For a few months, the private founders of the two largest centralized exchanges, Binance and FTX, went around buying out distressed companies. But their feud ultimately led to a complete implosion of confidence in FTX, as a run on the exchange left the latter filing for bankruptcy. Other lending platforms, operated by companies like Nexo, Gemini and Gemini (owned by the Winklevoss Twins), had to suspend withdrawals from their yield-producing services, and as I write this, the latter two are facing the SEC for selling unregistered securities and failing to disclose risks, while Nexo is facing more serious allegations by authorities in London and Bulgaria.

It is tempting to look at the crypto market and conclude that blockchain technology isn’t good for anything but Ponzi schemes. But the vast majority of the failures have been due to speculators – hoping to make profits off some promised yield or ever-rising token prices – giving eye-watering amounts of money to a team of centralized middlemen, who proceeded to enrich themselves and invest the rest into the asset bubble, instead of building anything of use to a large number of customers. Centralized middlemen were precisely what decentralized protocols were designed to replace. Networks like Ethereum and Polygon led to an explosion of useful decentralized applications built on top of them, and people who kept their tokens in their wallet, secured with their own private keys remained fine. People who sent their tokens to centralized exchanges got “wrecked”, starting with MtGox in 2014, and until the present day. Blaming decentralized protocols for the corruption of centralized, crypto-adjacent middlemen, is like blaming gold and silver for the corruption of bank underwriters who issue loans.

But what about NFTs, memecoins and other seemingly worthless things? They are analogous to personal home pages on Web 1.0 when it first came out. Those who remember the original Web may recall lots of gaudy and tags, and sites on geocities that eventually all gave way to the modern Web. We went through stages, and search engines like AltaVista and Lycos gave way to Google, while Friendster and Myspace gave way to Facebook. Eventually, trillions of dollars were made on Web 2.0 business models like E-Commerce and Software-As-A-Service.

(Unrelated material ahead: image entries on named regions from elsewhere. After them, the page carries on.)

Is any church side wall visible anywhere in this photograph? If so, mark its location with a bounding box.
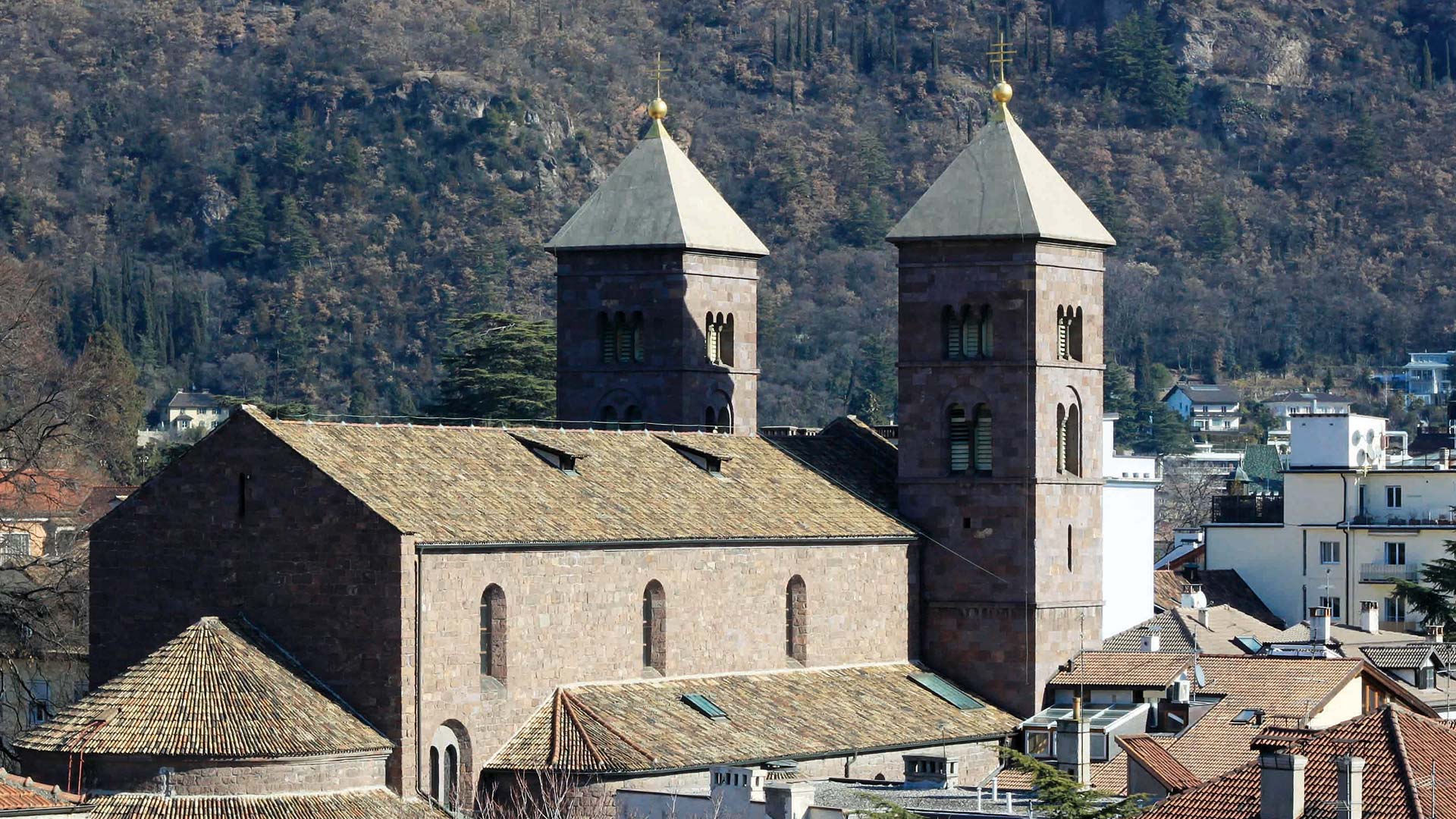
[421,544,913,778]
[90,414,413,790]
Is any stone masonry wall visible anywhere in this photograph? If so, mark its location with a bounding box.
[900,242,1102,716]
[556,249,758,435]
[90,414,413,792]
[421,544,912,799]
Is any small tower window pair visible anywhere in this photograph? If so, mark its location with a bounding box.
[940,305,992,362]
[949,403,992,475]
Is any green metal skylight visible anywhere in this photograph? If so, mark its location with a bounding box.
[910,672,986,711]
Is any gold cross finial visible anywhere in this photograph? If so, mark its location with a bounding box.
[986,32,1015,120]
[646,51,673,120]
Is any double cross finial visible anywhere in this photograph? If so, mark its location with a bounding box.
[646,51,673,120]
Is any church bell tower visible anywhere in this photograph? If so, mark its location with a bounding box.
[546,88,769,435]
[888,64,1114,716]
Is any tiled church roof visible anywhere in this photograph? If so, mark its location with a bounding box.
[483,663,1016,773]
[1143,705,1456,819]
[247,408,915,544]
[16,617,391,759]
[92,787,450,819]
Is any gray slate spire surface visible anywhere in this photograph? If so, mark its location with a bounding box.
[546,121,769,256]
[888,109,1117,246]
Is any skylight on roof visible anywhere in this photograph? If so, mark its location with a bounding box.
[910,672,986,711]
[682,694,728,721]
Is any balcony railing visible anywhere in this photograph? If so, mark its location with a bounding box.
[1213,495,1284,523]
[1360,563,1421,583]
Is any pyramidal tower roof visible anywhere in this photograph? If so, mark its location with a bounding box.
[546,99,769,256]
[16,617,393,759]
[888,80,1117,246]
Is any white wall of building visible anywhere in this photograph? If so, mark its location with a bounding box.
[1102,417,1160,637]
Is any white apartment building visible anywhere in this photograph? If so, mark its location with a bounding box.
[1204,414,1456,631]
[1102,416,1162,637]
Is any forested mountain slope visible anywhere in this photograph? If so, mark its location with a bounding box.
[0,0,1456,422]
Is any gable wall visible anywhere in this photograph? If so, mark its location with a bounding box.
[90,414,413,791]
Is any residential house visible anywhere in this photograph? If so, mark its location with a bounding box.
[997,651,1434,792]
[1204,414,1456,631]
[1141,705,1456,819]
[1163,381,1244,433]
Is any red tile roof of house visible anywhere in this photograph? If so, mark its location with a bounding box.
[1117,735,1201,792]
[1141,705,1456,819]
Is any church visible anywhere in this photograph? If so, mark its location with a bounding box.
[62,70,1114,808]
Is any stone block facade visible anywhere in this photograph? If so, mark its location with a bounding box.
[899,242,1102,714]
[556,249,758,435]
[421,544,913,799]
[90,416,413,792]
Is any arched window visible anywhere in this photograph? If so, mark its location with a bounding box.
[1067,307,1082,362]
[961,307,981,359]
[1057,305,1072,362]
[1057,403,1067,475]
[429,746,440,802]
[481,583,507,689]
[783,574,810,664]
[946,403,971,474]
[971,403,992,475]
[1062,403,1082,475]
[718,313,733,367]
[642,580,667,673]
[940,306,961,360]
[597,313,617,364]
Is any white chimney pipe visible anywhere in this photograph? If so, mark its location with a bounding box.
[1309,606,1329,645]
[1260,752,1309,819]
[1335,756,1364,819]
[1360,601,1380,634]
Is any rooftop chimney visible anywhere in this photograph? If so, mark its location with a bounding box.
[763,783,814,819]
[1335,756,1364,819]
[1309,606,1329,645]
[1057,697,1092,786]
[1360,601,1380,634]
[708,765,763,816]
[1143,625,1163,651]
[1260,752,1309,819]
[904,754,961,789]
[1178,583,1209,609]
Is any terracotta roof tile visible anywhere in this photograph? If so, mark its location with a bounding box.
[1143,705,1456,819]
[483,663,1016,773]
[247,408,915,544]
[92,787,450,819]
[1117,735,1200,792]
[14,617,391,758]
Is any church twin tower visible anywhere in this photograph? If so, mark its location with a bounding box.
[548,83,1114,714]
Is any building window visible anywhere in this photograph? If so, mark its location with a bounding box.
[783,574,810,664]
[481,583,507,689]
[0,532,30,557]
[27,679,51,726]
[1385,541,1405,566]
[971,403,992,475]
[642,580,667,673]
[949,403,971,474]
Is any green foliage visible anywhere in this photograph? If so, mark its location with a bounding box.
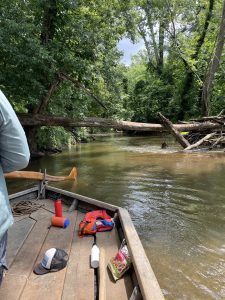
[0,0,225,147]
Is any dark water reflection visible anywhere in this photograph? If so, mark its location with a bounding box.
[7,137,225,299]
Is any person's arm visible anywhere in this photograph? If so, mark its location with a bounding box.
[0,91,30,173]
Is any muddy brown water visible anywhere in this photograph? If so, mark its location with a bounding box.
[8,136,225,300]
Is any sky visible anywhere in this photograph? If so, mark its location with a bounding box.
[117,38,144,66]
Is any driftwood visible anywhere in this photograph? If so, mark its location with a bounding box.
[184,132,216,151]
[17,114,221,132]
[158,113,190,148]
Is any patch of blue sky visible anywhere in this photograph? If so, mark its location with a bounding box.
[117,38,145,66]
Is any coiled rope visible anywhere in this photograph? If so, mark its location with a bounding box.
[11,200,44,217]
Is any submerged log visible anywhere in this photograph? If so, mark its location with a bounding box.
[18,114,222,132]
[158,113,190,148]
[184,132,216,151]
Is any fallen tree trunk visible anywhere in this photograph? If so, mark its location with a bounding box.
[158,113,190,148]
[18,114,222,132]
[184,132,216,151]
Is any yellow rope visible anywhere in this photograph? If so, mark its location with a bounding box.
[12,201,44,217]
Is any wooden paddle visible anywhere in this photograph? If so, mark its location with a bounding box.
[4,167,77,181]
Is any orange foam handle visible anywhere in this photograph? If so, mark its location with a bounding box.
[52,216,69,228]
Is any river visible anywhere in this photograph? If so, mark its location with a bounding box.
[9,136,225,300]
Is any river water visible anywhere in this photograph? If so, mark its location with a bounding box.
[9,136,225,300]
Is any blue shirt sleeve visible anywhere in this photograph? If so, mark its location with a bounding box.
[0,90,30,173]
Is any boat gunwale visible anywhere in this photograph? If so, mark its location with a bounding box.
[9,185,164,300]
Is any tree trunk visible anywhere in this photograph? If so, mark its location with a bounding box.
[159,113,190,148]
[201,0,225,116]
[18,114,222,132]
[178,0,215,120]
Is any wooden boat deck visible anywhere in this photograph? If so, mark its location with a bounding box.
[0,199,134,300]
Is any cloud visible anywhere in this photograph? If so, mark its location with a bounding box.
[117,38,144,65]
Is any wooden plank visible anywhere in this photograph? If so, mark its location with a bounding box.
[118,208,164,300]
[20,212,77,300]
[96,228,133,300]
[30,208,53,223]
[6,217,36,268]
[62,212,94,300]
[0,220,50,300]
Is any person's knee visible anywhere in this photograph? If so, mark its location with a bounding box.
[0,266,5,286]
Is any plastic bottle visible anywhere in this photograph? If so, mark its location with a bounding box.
[54,199,62,217]
[91,243,99,269]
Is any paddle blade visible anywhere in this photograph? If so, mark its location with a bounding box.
[69,167,77,180]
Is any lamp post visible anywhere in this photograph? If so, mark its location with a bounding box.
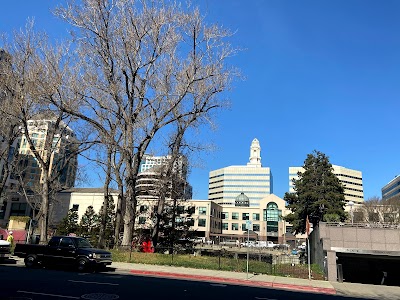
[348,201,354,225]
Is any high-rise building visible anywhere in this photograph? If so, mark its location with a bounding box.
[0,118,77,226]
[289,165,364,203]
[135,154,192,200]
[382,175,400,200]
[208,139,272,207]
[19,119,77,188]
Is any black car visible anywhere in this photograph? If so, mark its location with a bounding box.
[14,236,112,271]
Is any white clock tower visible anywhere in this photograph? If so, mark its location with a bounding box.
[247,139,261,167]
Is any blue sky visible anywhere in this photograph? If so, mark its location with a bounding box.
[0,0,400,199]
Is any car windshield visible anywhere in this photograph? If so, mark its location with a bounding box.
[77,239,93,248]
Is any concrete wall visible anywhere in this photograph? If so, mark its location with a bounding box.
[318,223,400,281]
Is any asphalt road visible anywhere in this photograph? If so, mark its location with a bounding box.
[0,264,360,300]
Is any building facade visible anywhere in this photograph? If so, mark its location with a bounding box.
[289,165,364,204]
[208,139,273,207]
[382,175,400,200]
[0,119,77,226]
[19,119,78,188]
[135,154,192,201]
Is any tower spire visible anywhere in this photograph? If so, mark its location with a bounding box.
[247,139,261,167]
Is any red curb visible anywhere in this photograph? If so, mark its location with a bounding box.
[130,270,336,295]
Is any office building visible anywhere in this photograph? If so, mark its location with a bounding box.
[135,154,192,200]
[382,175,400,200]
[289,165,364,204]
[208,139,273,207]
[0,119,77,226]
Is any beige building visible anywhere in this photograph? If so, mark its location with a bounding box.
[49,188,118,224]
[208,139,272,207]
[50,188,302,243]
[289,165,364,204]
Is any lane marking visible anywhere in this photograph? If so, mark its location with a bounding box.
[210,283,226,287]
[68,280,119,285]
[17,291,81,299]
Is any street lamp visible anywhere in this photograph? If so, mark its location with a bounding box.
[348,201,354,225]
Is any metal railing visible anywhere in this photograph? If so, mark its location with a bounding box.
[325,222,400,229]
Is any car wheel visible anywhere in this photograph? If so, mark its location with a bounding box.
[25,255,37,268]
[77,258,88,272]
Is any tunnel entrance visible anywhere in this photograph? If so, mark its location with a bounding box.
[336,252,400,286]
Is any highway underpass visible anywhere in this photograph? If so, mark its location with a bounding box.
[336,252,400,286]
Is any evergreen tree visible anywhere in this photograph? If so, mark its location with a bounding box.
[96,201,115,246]
[79,205,99,241]
[284,150,346,233]
[57,208,78,235]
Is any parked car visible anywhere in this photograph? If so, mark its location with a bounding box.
[240,241,256,247]
[0,240,11,260]
[14,236,112,271]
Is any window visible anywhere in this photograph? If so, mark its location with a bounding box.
[10,203,27,216]
[49,236,61,247]
[232,223,239,230]
[199,219,206,227]
[0,201,8,219]
[188,206,195,215]
[60,238,75,248]
[383,213,396,223]
[368,212,379,223]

Some of this isn’t unique to Web 3. For years, the VC industry propped up businesses with utility and mainstream adoption but money-losing economics. Starting with Uber and Lyft, they dumped money-losing companies on the public in IPOs. Founders like Adam Neumann (WeWork) and Elizabeth Holmes (Theranos) were propped up by the VC industry for years, and had a net worth of billions, respectively. But importantly, these companies (except for Theranos) built useful stuff people were willing to pay for.

Companies such as Alphabet (Google), Meta (Facebook) and Twitter have historically made the vast majority of their revenues from advertising. Like crypto trading, though to a lesser extent, advertising is a zero-sum game between businesses offering goods and services, and has produced diminishing returns over the years (leading Google, YouTube etc. to compensate by showing ever more ads). As I write this, both Meta and Alphabet are down from their all-time highs, while Apple and Verizon are fine.